Mystics describe the quest for spiritual truth as a journey we make within our own bodies, within our consciousness. To understand this journey we need first to understand where we start from, our present spiritual condition. The life of each of us, mystics teach, is projected in its perfect whole from a single source beyond time. But on planes of mind and matter, we live our lives under the illusion of time and the law of cause and effect or action and reaction.
Everything we do we have to pay for. The soul, coupled to mind and body, must reap the harvests of these sowings, and moves from life to life, form to form, living and dying over and over again. We are now caught in this cycle, called the wheel of life, the cycle of reincarnation, or the law of karma, which many of the world’s peoples have long understood as a basic fact of life.
Given this situation, how should we choose to act? Mystics urge us to wake up, ask ourselves what it is that makes us suffer and where our real happiness lies, and then make the appropriate choices. They advise us to turn our consciousness away from the pain-filled material life of ceaseless change, the spinning rim of the wheel of life, and toward the stability of life’s unmoving centre.

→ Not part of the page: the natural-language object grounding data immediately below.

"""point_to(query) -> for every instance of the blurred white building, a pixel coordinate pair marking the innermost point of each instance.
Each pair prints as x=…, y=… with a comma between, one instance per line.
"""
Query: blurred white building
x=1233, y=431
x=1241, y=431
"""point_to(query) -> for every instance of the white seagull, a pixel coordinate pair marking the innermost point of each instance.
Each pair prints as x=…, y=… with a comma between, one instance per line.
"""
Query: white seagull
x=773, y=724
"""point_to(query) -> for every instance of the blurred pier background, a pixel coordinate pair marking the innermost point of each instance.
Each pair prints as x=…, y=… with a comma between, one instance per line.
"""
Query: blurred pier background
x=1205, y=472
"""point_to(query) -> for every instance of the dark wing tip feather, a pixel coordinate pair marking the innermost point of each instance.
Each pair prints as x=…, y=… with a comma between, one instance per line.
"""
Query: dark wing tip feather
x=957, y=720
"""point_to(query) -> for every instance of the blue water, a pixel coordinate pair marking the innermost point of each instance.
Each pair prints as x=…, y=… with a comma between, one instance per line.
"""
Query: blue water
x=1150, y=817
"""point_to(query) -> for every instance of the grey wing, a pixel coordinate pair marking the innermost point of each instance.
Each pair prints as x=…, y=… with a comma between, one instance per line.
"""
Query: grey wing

They explain that at the centre of life is spirit, one and indivisible. Spirit is perfection, imperturbable, the origin of all. From the one emerges all diversity, all forms from the most subtle to the most gross, all activity and complexity, the entire creation. Spirit is love. Spirit is energy. Spirit is life. Mind, matter and senses have no life of their own—they are the means by which spirit expresses and manages itself in material dimensions. Spirit comes from a source beyond mind and matter, and beyond the law of cause and effect. Soul, a drop of spirit that allows a being to be defined apart from the ocean of spirit, is the energy or power that sustains individualized life. When soul, the life force, leaves a body or living being, that body dies, disintegrates, and reverts to its original matter, dust to dust. If spirit leaves the creation, the creation disintegrates and reverts to an earlier, less-formed reality.
The mystic journey of enlightenment, then, is the expansion and deepening of consciousness from life's most transient material manifestations to the permanence of its spirit-filled heart.